This issue is heavy with salvaging: besides the rescued phone nooks, we tour two houses filled with salvaged parts. Most of the time, “salvage” means finding something old for reuse—a mantel, say. OHJ folks would use it as, well, a mantel, while crafty folks might turn it into a headboard. The ultimate salvage is, of course, the house itself. When an old house is kept from demolition or even extensive remodeling, it’s not only history that is salvaged. From a practical standpoint, salvage addresses the financial and environmental advantages of keeping embodied energy intact, and materials out of the landfill.
Not every old house salvaged was or is a showpiece.
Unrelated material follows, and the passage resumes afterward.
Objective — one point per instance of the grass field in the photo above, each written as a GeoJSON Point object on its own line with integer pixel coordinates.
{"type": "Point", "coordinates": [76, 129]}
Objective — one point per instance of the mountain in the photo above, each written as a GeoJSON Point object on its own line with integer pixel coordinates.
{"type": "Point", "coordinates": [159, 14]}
Sometimes a building facing demolition must be moved; sometimes taking a grant or a tax break means following all sorts of code regulations, which can include installing new windows or a visually jarring porch railing. Salvage is very often a budget affair. It brings up a conundrum that has surfaced regularly in all of my years at Old-House Journal: “Is OHJ written for rich people, or is it for DIYers?”
That’s a false equivalence. When we show large houses beautifully restored by an army of designers and contractors, we’re showcasing inspirational and aspirational work, not
suggesting that restoration belongs only to the wealthy. And when we publish the story of a dilapidated cottage saved from the wrecking ball, we’re celebrating reuse through blood, sweat, and tears—not necessarily condoning every DIY decision. Still the letters come in: “How about the rest of us working stiffs?” vs. “They shouldn’t have used that material” and “Conjectural design by the masses usually fails.”
I like the Before pictures, it’s true. They are all about potential, before money is spent and decisions are made. Eventually, though, a building either will be salvaged or demolished. I think old houses make room for everyone.